Montana Empowerment Center, Inc.

06/11/2026

June is National Aphasia Awareness Month

Aphasia is a communication disorder that can affect speaking, understanding, reading, and writing, often following a stroke or brain injury. It does not affect intelligence.

More than 2 million Americans live with aphasia, yet awareness remains low. This month, help spread understanding, patience, and support for those navigating communication challenges every day.

06/08/2026

One Helena principal is taking on some extra work today—caring for a student's horse! 🐎 Rumor has it that an "old Montana law" requires school principals to feed and tend students' horses, and while no such law exists, the tradition often lives on.

📸Photo courtesy of the Helena Police Department

06/08/2026

The Montana Empowerment Center (MEC) is proud to be one of over 100 Parent Training and Information Centers (PTIs) across the United States.
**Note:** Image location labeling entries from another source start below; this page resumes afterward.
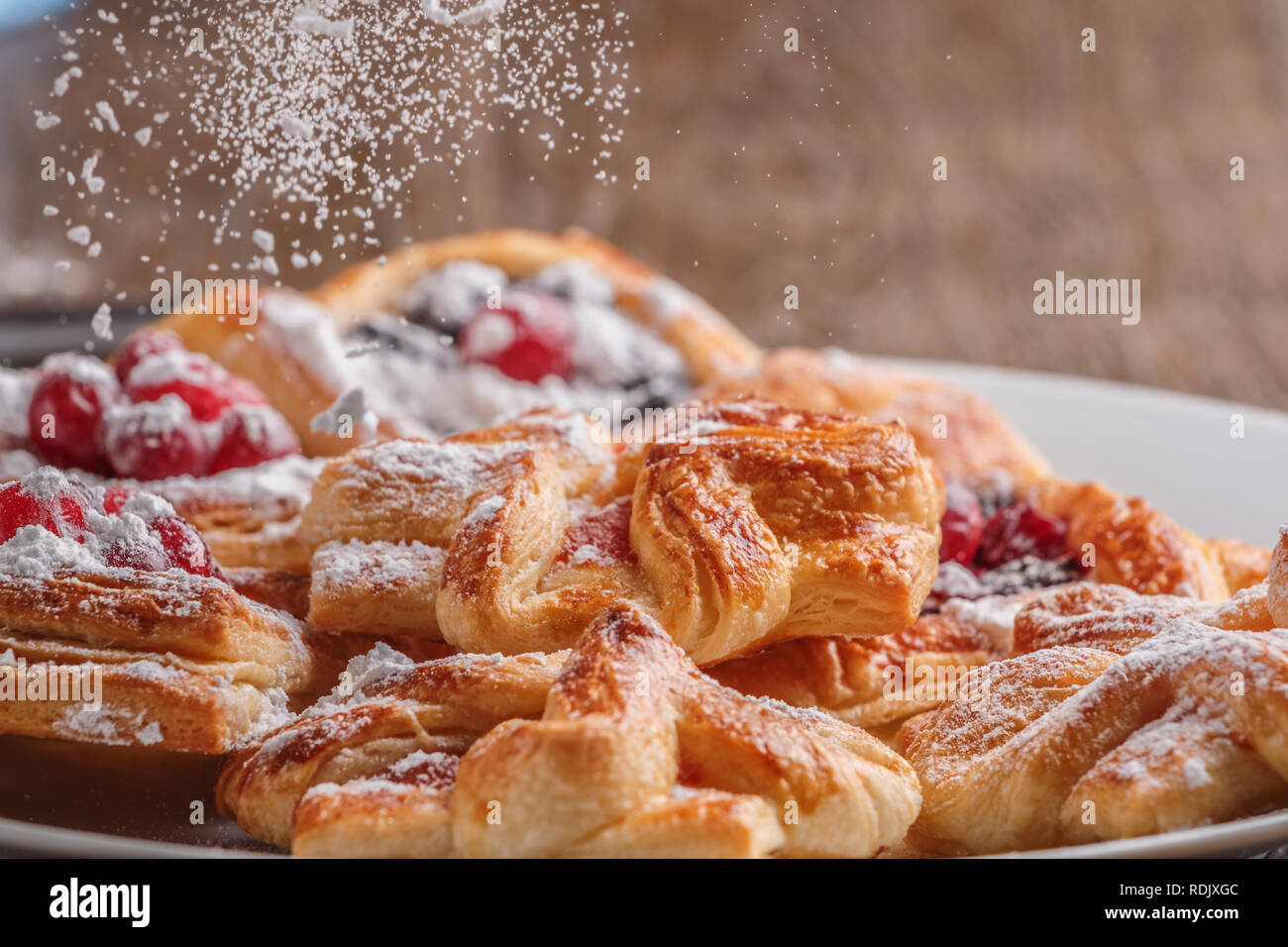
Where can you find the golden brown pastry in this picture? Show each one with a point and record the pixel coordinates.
(871, 682)
(746, 525)
(370, 330)
(961, 433)
(1121, 715)
(621, 748)
(117, 628)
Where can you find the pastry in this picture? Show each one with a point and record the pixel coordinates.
(1044, 535)
(961, 433)
(462, 333)
(741, 525)
(621, 748)
(116, 626)
(1121, 715)
(175, 424)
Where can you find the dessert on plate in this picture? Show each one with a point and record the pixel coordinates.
(119, 628)
(619, 748)
(741, 525)
(465, 331)
(170, 421)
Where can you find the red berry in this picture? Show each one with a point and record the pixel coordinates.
(528, 338)
(116, 497)
(58, 506)
(155, 440)
(64, 415)
(184, 547)
(204, 384)
(253, 434)
(1017, 531)
(143, 346)
(136, 556)
(962, 525)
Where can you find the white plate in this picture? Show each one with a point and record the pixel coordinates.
(1176, 450)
PTIs are dedicated to supporting families of children with disabilities from birth through age 26, offering resources, training, and guidance tailored to each family's unique needs.

At MEC, we help parents and caregivers:

*Understand their child’s disability and educational needs.

*Learn about their rights and responsibilities under the Individuals with Disabilities Education Act (IDEA).

*Access tools and strategies to advocate for their child’s success.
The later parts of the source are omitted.